Predicting directly to disk
A useful feature of CAREamics that can be leveraged in the Lightning API is writing
predictions directly to disk. This is achieved by adding a PredictionWriterCallback.
from careamics.lightning.callbacks.prediction import (
PredictionWriterCallback,
)
pred_writer = PredictionWriterCallback(
dirpath="predictions", enable_writing=False
) # (1)!
callbacks = [
ModelCheckpoint(
dirpath="checkpoints",
filename=f"{config.experiment_name}_{{epoch:02d}}_step_{{step}}",
**config.training_config.checkpoint_params,
),
ConfigSaverCallback(config.version, config.experiment_name, config.training_config),
pred_writer, # (2)!
]
trainer = Trainer(
enable_progress_bar=True,
callbacks=callbacks,
**config.training_config.trainer_params,
)
trainer.fit(model, datamodule=data_module)
# create an inference data config
pred_config = config.data_config.convert_mode(
new_mode="predicting",
new_patch_size=(256, 256),
overlap_size=(48, 48),
new_batch_size=1,
)
inf_data_module = CareamicsDataModule(
data_config=pred_config,
pred_data=train_image,
)
# run inference
pred_writer.set_writing_strategy("tiff", tiled=True) # (3)!

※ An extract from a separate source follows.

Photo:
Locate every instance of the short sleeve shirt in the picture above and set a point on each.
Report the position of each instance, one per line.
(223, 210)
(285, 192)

pred_writer.enable_writing(True) # (4)!
tiled_predictions = trainer.predict(
model, datamodule=inf_data_module, return_predictions=False # (5)!
)
- We keep the prediction writer in memory and disable writing, in case we want to perform some prediction in memory first.
- Add the prediction writer callback to the list of callbacks.
- Once we are ready to predict to disk, we set a
writing_strategy(tiff,zarr, orcustom), amd whether it is tiled. - We also need to turn back writing on.
- Finally, we disable returning the predictions.